Sen. Jim Webb, Virginia Democrat, said he opposes releasing detainees in his state and said the administration should not adhere to “artificial deadlines” when determining when to release the detainees.

He said Sunday, when reminded of the Obama administration’s January deadline, that the White House had made many promises.

“They’ve said a lot of things and taken a look and said some other things,” Mr. Webb said Sunday on ABC’s “This Week.” “So let’s process these people in a very careful way and then take care of it.”

Mr. Obama already has disappointed many liberal supporters with shifting stances on national-security issues. In just the past week, he reversed himself by declining to release photos of detainee abuse and also said he would continue to use military tribunals to try Guantanamo detainees, a practice for which he had criticized the Bush administration.

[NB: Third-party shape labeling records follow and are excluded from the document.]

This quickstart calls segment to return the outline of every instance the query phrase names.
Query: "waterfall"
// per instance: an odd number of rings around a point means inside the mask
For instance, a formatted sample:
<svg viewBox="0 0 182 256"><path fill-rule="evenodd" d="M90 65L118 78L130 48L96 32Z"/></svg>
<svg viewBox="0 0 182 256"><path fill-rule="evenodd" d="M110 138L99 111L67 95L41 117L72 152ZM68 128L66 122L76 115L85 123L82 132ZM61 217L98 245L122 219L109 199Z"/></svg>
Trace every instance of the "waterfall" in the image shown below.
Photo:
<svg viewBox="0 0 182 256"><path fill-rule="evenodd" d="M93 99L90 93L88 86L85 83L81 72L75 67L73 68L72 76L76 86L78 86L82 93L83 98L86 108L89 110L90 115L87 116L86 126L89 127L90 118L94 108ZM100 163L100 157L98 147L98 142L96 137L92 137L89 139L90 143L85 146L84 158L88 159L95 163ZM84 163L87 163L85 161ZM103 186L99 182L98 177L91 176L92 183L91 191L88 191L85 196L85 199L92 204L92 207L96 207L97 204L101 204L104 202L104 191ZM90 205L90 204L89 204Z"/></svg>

The president said he thinks releasing additional photos of detainee abuse would put American troops in additional harm and has detailed an amended military tribunal policy that would expand rights for detainees. But civil liberties groups have chafed at Mr. Obama’s stances as reversals anyway.

“I think if the president spent as much time as I have sitting in those military commissions like Guantanamo - several weeks I have sat there in the back of that courtroom - he would see the debacle of justice,” American Civil Liberties Union President Anthony Romero said on CBS’ “Face the Nation.” “He would see that there is no way to resurrect these military commissions. It’s like a toxic-waste dump. You can’t just build a new house on a toxic-waste dump, you have to move the house.”

Rep. James P. Moran, Virginia Democrat, has said he would support holding some detainees in Virginia, but most other politicians have said they would oppose holding them in their states.

Republican lawmakers predicted Sunday that Mr. Obama would likely push back the January deadline, with Rep. Peter T. King, New York Republican and ranking Homeland Security Committee member, telling CBS that the president “made a mistake by setting an arbitrary deadline.”

Senate Minority Leader Mitch McConnell agreed, saying Mr. Obama should not have locked in a date without accounting for where the detainees would go.

“The president made a mistake by picking a date certain to close Guantanamo. He’s changed his mind about a number of things,” Mr. McConnell, Kentucky Republican, said on “Fox News Sunday.” “This is one, I think, that requires an adjustment in his position because I think he’s going to have a very difficult time figuring out what to do with these terrorists.”

Virginia Gov. Tim Kaine, whom Mr. Obama recently backed as Democratic National Committee chairman, said the president has not reversed himself.

“On the photos, the president wrestled with a very fundamental question, which is: Now that certain photos are out, are more photos going to help us in our national security or not?” Mr. Kaine said on NBC’s “Meet the Press.” “I think we want a president who’s going to look at that data every day and try to make the best decision for the national security, and that was this decision.”